Şimdi de, A ve B bölgeleri arasındaki iletim kapasitesinin 25 MW ile sınırlı olduğu düşünülsün. Bu durum için bir saatlik tüketimi karşılayacak en düşük maliyetli üretimin mali analizine bakıldığında; A bölgesinin ihtiyacının tamamının (50 MW), B bölgesinin ihtiyacının ise aradaki hattın kapasitesinin imkân tanıdığı kadarının (25 MW) G1 tarafından, geri kalan kısmının (25 MW) ise G2 tarafından karşılanacağı ve elektrik enerjisinin toplam maliyetinin (75MWx100TL/MWh)+(25MWx200TL/MWh) = 12.500 TL olacağı görülür.

Örnekte görüldüğü üzere, A ve B bölgeleri arasındaki hattın kapasitesi nedeniyle daha düşük maliyetli üreticinin (G1) üretimi, B bölgesine ihtiyaç duyulan miktarda ulaştırılamamış ve B bölgesindeki talebin karşılanmasında bir “kısıt” oluşmuştur. Oluşan kısıt, kısıt yönetimi yapılarak B bölgesinde üretim yapmakta olan yüksek maliyetli üreticinin (G2) üretiminin kullanılmasıyla aşılmıştır. Ancak, ortaya çıkan tutarlardan da anlaşılacağı üzere, tüketilen elektriğin maliyeti herhangi bir sınırlamanın olmadığı duruma göre % 25 daha fazla olmuştur. Bu fazlalık, oluşan kısıtın maliyetidir. Üreticilerin mali uzlaştırmasının marjinal fiyatlandırma prensibine dayalı olarak yapıldığı durumda ise, elektrik enerjisinin birim maliyeti 200 TL/MWh olacağından, yaşanan kısıtın maliyeti çok daha yüksek (2 katı) olacaktır.

A ve B olarak sadece iki bölgenin ele alındığı bu örnekte görülen kısıt maliyeti, şebeke büyüdükçe ve yaşanılan kısıtlar arttıkça daha da yükselmektedir. Örneğin, yaklaşık 164.000 MW kurulu güce sahip olan Pennsylvania-New Jersey-Maryland (PJM) Enterkonneksiyonu’nda sadece 2007 yılı içerisinde oluşan kısıtların maliyeti 1,845 milyar $’dır. Elektrik şebekesinin iletim kapasitesinin sınırlı olacağı dikkate alınarak kısıtların meydana gelmesinin doğal bir durum olduğu düşünülürse, iyi bir kısıt yönetimi yapmanın önemi daha iyi ortaya çıkmaktadır (Kölmek, 2009).

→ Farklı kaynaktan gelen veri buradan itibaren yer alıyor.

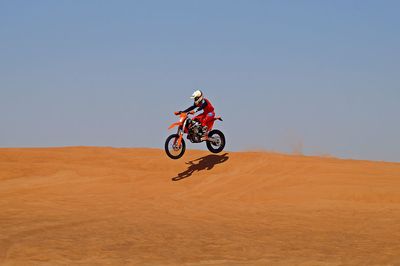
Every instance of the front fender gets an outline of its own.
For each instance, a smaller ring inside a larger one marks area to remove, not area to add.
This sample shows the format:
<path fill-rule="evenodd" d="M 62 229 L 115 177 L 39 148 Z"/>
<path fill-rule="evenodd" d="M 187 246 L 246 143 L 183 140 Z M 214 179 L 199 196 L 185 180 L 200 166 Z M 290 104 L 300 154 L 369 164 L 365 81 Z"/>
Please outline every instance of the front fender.
<path fill-rule="evenodd" d="M 180 122 L 176 122 L 176 123 L 171 124 L 171 125 L 168 127 L 168 129 L 171 129 L 171 128 L 174 128 L 174 127 L 180 126 L 180 125 L 181 125 Z"/>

Elektrik piyasalarında iletim kısıtlılıklarının piyasa gücüne etkilerini He ve ark. (2004) incelemişlerdir. “Piyasa gücü”, ekonomideki rekabetçi seviyeden uzak kȃr getirici yönde fiyatları değiştirme yeteneğidir. Güç sistemlerinde iletim şebekesi,

rekabetçi elektrik piyasasını destekleyen altyapıyı sağlar, piyasa sınırlarının tanımlanmasında önemli rol oynar ve pratiğe geçecek ticaretin yapılmasını sağlar. Eğer sistemde kısıt varsa elektrik piyasası ayrışır, rekabet mekanizması sınırlanır. Piyasanın ayrışması lokal piyasa gücünü artırır ve güç sistemlerinde piyasa verimliliğini zayıflatır.

Bekaert ve ark. (2009), sınır ötesi transfer kapasitenin artırılması için uygulanan yöntemleri aşağıdaki gibi sıralamıştır.

a) Yeni havai hat tesisi (veya güçlendirme): Bu iki şekilde olur. Mevcut hat

sökülerek genellikle aynı güzergâha (veya başka güzergâha) yeni bir hat inşa edilir veya mevcut direkler (pilonlar) üzerine eğer direk tasarımları (mukavemet vs.) müsait ise taşıma kapasitesi daha yüksek yeni bir hat inşa edilir veya devre adedi artırılır. Fakat havai hatların çevresel etkileri (doğal yaşam alanları, bitki örtüsü, sit alanları vb.), kamulaştırma problemleri, birçok kurum/kuruluştan izin alma prosedürleri vb. olduğundan inşa süreleri uzun olup Avrupa’da ortalama 5-15 sene içerisinde inşa edilirler. Yatırım maliyetleri en ucuz olanıdır.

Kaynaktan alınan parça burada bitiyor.